Home » News » During the pandemic | The New York Philharmonic Orchestra gets a makeover

During the pandemic | The New York Philharmonic Orchestra gets a makeover

(New York) The COVID-19 pandemic has been a severe ordeal for the live performance industry, but the New York Philharmonic Orchestra has taken the opportunity to accelerate the renovation of its setting and its acoustics, a project in progress at $550 million.

Posted at 3:38 p.m.

Maggy DONALDSON
France Media Agency

Inside Lincoln Center, on the island of Manhattan, the bowels of the prestigious David Geffen Hall concert hall, where the “Phil” has performed since 1962, were clearly visible, during a visit by AFP .

More than 600 workers and technicians work permanently on site, on a rotating shift system, six days a week and with overtime, to transform the compound into a state-of-the-art space, more accessible and equipped with better acoustic.

Objective: to bring one of the oldest and most renowned musical institutions in the United States back to its setting in the summer for the first tests, before an official reopening in October.

The very first discussions on the need to renovate the hall date back to 1995, but the project dragged on for a long time.
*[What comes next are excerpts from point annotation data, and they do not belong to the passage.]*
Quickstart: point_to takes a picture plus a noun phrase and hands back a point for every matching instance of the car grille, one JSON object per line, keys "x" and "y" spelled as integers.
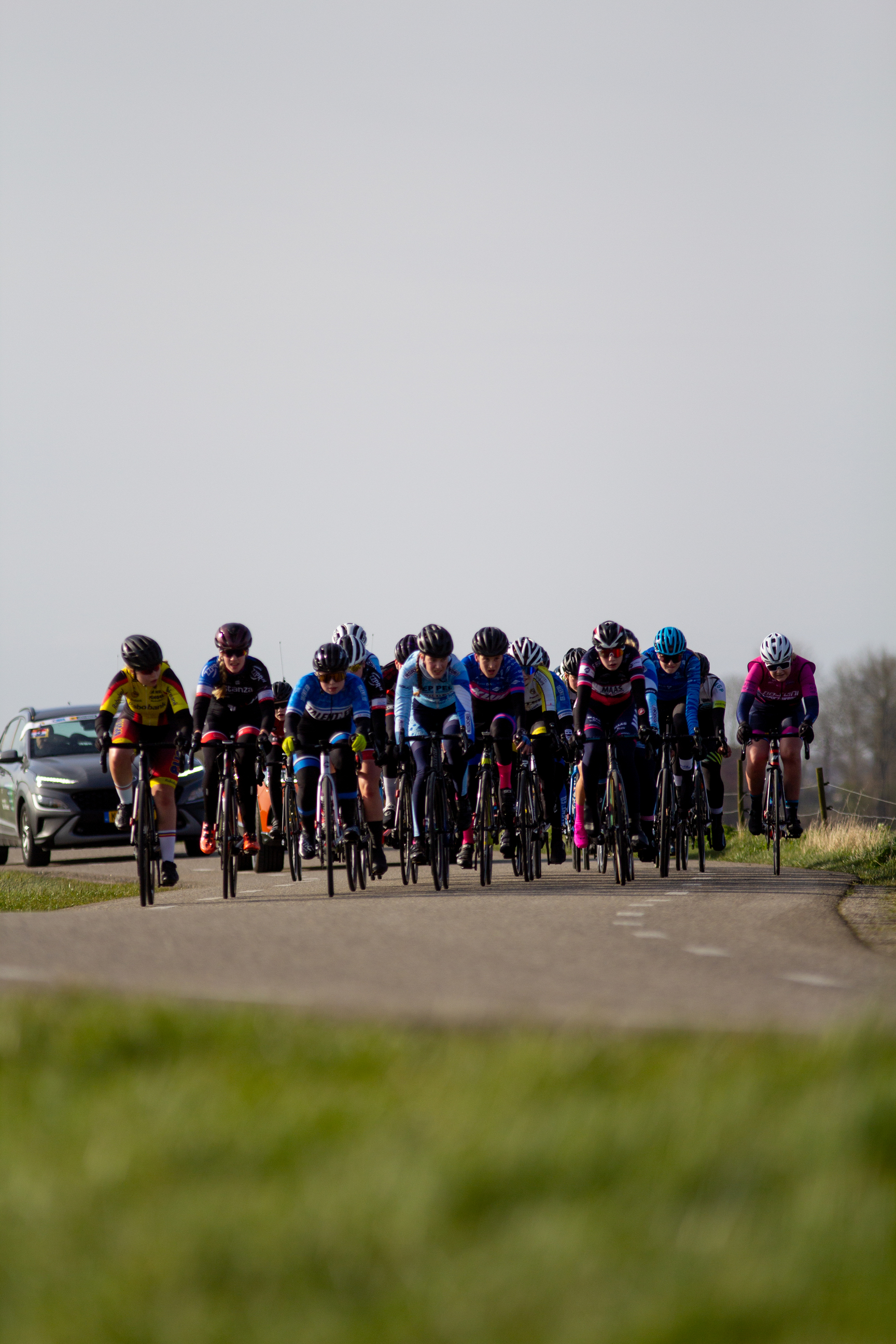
{"x": 96, "y": 800}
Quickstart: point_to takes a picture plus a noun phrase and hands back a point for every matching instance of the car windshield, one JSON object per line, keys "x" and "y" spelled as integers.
{"x": 64, "y": 737}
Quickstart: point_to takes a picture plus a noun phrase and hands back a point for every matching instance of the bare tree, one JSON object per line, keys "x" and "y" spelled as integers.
{"x": 859, "y": 717}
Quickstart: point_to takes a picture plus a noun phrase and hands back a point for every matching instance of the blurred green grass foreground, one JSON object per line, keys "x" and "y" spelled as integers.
{"x": 195, "y": 1175}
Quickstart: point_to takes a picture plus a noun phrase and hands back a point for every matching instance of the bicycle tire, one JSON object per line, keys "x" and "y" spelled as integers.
{"x": 702, "y": 809}
{"x": 290, "y": 827}
{"x": 328, "y": 827}
{"x": 664, "y": 799}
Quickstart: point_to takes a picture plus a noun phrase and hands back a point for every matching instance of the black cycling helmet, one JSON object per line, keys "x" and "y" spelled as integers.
{"x": 405, "y": 647}
{"x": 571, "y": 659}
{"x": 489, "y": 641}
{"x": 609, "y": 635}
{"x": 436, "y": 641}
{"x": 142, "y": 654}
{"x": 331, "y": 657}
{"x": 233, "y": 637}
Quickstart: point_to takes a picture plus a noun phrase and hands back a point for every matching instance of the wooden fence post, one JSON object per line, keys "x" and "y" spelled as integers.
{"x": 822, "y": 800}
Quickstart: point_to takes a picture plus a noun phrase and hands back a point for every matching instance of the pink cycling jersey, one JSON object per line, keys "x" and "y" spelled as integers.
{"x": 799, "y": 684}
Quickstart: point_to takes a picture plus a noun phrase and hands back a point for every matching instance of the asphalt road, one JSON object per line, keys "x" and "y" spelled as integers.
{"x": 733, "y": 948}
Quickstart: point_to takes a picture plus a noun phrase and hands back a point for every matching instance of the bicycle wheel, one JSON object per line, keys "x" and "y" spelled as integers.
{"x": 290, "y": 828}
{"x": 328, "y": 839}
{"x": 702, "y": 812}
{"x": 776, "y": 811}
{"x": 664, "y": 803}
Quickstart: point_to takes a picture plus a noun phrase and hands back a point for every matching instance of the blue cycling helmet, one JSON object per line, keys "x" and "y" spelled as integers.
{"x": 669, "y": 641}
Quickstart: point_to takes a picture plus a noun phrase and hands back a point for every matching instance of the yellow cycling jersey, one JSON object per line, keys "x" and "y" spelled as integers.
{"x": 147, "y": 705}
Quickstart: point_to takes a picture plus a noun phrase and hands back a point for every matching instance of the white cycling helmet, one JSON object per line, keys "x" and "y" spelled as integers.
{"x": 527, "y": 652}
{"x": 354, "y": 648}
{"x": 349, "y": 628}
{"x": 776, "y": 651}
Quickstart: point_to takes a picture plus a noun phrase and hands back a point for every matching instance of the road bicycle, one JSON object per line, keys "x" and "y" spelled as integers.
{"x": 488, "y": 809}
{"x": 613, "y": 834}
{"x": 333, "y": 845}
{"x": 667, "y": 823}
{"x": 144, "y": 831}
{"x": 774, "y": 809}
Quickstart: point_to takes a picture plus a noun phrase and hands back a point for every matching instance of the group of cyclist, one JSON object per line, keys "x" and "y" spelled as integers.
{"x": 378, "y": 720}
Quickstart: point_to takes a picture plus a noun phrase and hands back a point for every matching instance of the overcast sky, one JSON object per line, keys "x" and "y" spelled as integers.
{"x": 530, "y": 315}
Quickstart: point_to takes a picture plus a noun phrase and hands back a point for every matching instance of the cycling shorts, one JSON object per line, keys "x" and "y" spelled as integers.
{"x": 786, "y": 717}
{"x": 160, "y": 743}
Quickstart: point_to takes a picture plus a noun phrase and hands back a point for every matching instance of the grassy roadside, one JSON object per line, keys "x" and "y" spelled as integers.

Paradoxically, the pandemic, by forcing the David Geffen Hall to close to the public, accelerated the process.


PHOTO PHOTO PROVIDED BY DIAMOND SCHMITT ARCHITECTS/AGENCE FRANCE-PRESSE

The new venue will feature a lobby twice the size, a sidewalk studio for performances visible from the street, and improved acoustics made possible by redesigned wall surfaces and a raised stage ceiling.

“It was a once-in-a-lifetime opportunity. We could do something positive with this disaster,” Phil director Deborah Borda told AFP.

The new venue will feature a lobby twice the size, a sidewalk studio for performances visible from the street, and improved acoustics made possible by redesigned wall surfaces and a raised stage ceiling.

The renovation reduces capacity from 2,738 to 2,200 seats, but visibility will be improved for almost all seats in the hall, and some audience members will be placed behind the orchestra, providing a unique view.

Cost of the operation: 550 million dollars, financed by fundraising, in particular from the one whose name the room bears, the magnate of the music industry David Geffen.

Since the fall, the orchestra, which resumed its concerts after the pandemic, had to find new spaces within Lincoln Center.

For the president of the cultural center Henry Timms, the pandemic offered an opportunity: “rather than taking four years, (the construction site) could take two years”.

And in a city hard hit by COVID-19, with a spring of 2020 where everything came to a standstill with hundreds dying every day at the height of the crisis, “it would be a powerful symbol of our confidence” in New York, he adds.

Leave a Comment

This site uses Akismet to reduce spam. Learn how your comment data is processed.